Sunday, March 18, 2007

Utterly spent

which may, in fact, be a good thing.

This week revealed a genetic flaw. I've always known that I don't relate to numbers. My Algebra II teacher literally offered me a B to quit: "Julie, you don't understand math and I don't want your GPA to suffer. I'll give you a B for fall semester if you quit before spring." Let's just say I ran to the counselor's office to drop that sucker. Numbers - for me they didn't add up.

Even today, I still avoid numbers. When I read a book or magazine with statistics, dates, totals of Brangelina's adopted children, my eyes literally glaze over the numbers and skip to words because words MEAN something whereas number rarely do.

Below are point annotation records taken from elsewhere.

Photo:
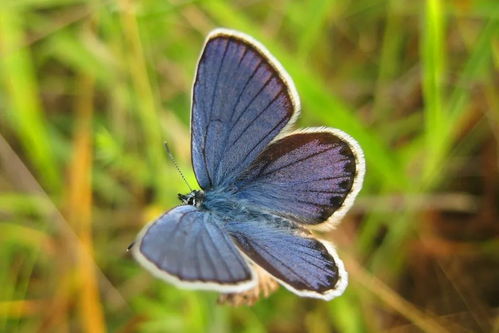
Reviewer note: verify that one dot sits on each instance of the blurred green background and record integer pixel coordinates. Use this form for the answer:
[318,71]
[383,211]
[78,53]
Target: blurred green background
[89,90]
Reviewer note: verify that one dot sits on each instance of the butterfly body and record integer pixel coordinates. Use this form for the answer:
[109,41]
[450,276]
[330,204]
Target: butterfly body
[262,187]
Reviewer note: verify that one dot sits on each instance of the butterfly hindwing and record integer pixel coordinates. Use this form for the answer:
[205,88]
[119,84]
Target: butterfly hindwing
[187,247]
[310,176]
[242,99]
[304,265]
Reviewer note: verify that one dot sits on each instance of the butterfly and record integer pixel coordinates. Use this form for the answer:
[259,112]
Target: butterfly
[264,188]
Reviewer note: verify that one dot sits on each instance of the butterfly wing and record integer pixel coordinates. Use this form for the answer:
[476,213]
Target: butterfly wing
[242,98]
[188,248]
[304,265]
[311,177]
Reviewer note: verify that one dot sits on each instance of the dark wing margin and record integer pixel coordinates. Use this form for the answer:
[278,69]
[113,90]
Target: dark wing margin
[242,99]
[311,177]
[187,248]
[304,265]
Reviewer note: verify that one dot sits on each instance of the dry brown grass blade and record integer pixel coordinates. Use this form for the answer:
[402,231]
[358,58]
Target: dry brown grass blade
[423,320]
[79,208]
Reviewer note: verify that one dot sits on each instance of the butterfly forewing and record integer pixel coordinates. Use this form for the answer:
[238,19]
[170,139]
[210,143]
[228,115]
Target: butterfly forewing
[187,247]
[242,99]
[309,176]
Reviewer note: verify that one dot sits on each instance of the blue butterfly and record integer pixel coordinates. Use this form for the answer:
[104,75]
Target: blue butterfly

This propensity to not notice numbers meant that for three years, I put the wrong Social Security Number on my taxes and didn't realize it until I woke up in the middle of a random night: "OMG - I think I forgot my SSN!" Sure enough, I had to have the little card sent to me again in order to remember what it was.

As a history major, I never could hang onto dates, even important ones like the attack on Pearl Harbor, the beginning of the Civil War or what year Jesus was born (Ha! I'll bet you think it was year 0 when in fact it was 4 BC... or 5 or something...)

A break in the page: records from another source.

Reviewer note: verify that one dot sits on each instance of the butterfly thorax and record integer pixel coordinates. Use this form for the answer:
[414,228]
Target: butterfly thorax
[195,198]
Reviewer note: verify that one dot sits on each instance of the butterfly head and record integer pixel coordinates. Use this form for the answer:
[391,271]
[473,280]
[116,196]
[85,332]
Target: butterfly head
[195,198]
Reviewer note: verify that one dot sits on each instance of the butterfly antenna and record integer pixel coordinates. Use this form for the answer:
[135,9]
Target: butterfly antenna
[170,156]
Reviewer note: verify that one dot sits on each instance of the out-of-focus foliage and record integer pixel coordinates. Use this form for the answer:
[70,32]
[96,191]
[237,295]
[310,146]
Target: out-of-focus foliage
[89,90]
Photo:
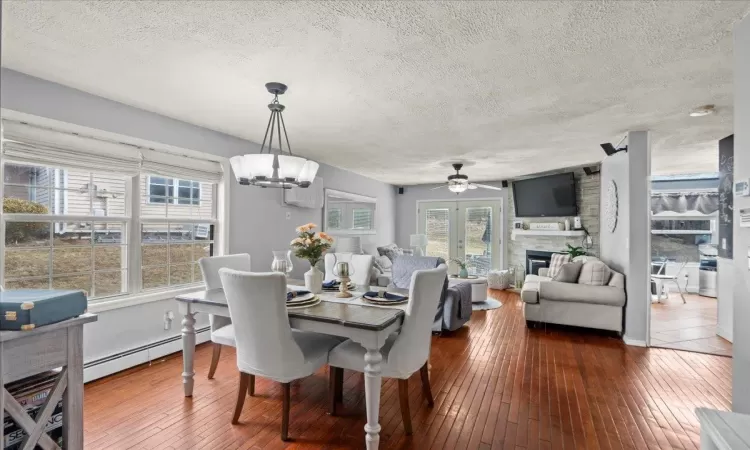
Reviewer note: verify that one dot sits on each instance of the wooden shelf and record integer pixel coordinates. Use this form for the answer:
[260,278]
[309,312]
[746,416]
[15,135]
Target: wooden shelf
[571,233]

Money is worse. Having grown up with a gambler lawyer for a dad (trial lawyers have to be gamblers or they wouldn't take that profession), I lived between the feelings of "abundance" and "hang on until the next big case" all the time. We were affluent without ever feeling affluent, if you know what I mean.

I decided to end that anxious way of living by marrying an MA in English whose life ambition was missionary work. Yeah, not exactly Bel Air community aspirations and I was glad!

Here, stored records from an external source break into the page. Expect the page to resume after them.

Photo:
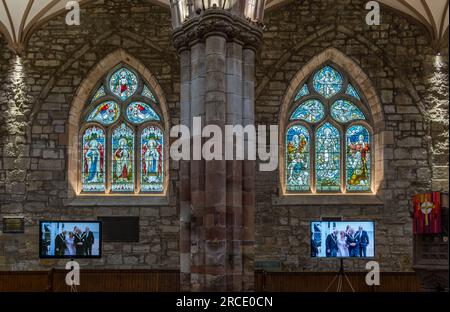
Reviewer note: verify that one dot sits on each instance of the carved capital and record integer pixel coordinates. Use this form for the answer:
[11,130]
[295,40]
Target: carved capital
[218,22]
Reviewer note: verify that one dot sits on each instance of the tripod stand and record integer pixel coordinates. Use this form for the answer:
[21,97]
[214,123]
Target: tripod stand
[340,277]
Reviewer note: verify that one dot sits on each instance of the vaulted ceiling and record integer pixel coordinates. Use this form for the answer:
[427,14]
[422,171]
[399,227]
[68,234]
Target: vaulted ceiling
[20,18]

It's really worked out too. We've never had much money and so I haven't had to count all that high. Taxes were mostly a breeze (we filled out 1040EZ for years).

Enter the absurd notion of running businesses.


I can't count silverware to set the table and suddenly I have to track hundreds of enrollments, payment options, business related expenses, quarterly estimated taxes, sales tax, pension plans, investment options, payroll, 1099 MISC, contract labor, LLC tax forms labeled by digit, and the ever oppressive choices related to all of these.

Last week was the tipping point. I tipped... right into panic, depression and wishing I could take it all back and just be a mom again (I'm really good at that one and the only numbers required are measuring cups of flour for scones).

So many meetings where competent men and women bearing calculators show you "options" and say words like "It's really up to you" and "With this plan you could save X amount of money over X number of years for X yield" - huh? Did someone say something?

****And may I just interrupt this program to announce****
In Britain, there is no income tax period with CPAs filing dozens of four digit labeled papers on your behalf in order to help you pay too much of your money to the government. How come they don't have to? Who thought King George was extorting too much tax from us anyway? We lost the thread of that idea somewhere along the 200 years on our own.
**digression over**

So no, I didn't get much writing done. And I don't care. I spent everything I have emotionally and mentally on numbers.

And for the record, I have not used geometry or algebra 1 once, in all those calculations. What a waste of time and tutoring money that was.

1 comment:

Dancingirl365 said...

Julie, I empathize. I can remember numbers, but inevitably make small mistakes when calculatng (even with a calculator!) Sorry for the downer. Hope life is better now. Enjoy your time away!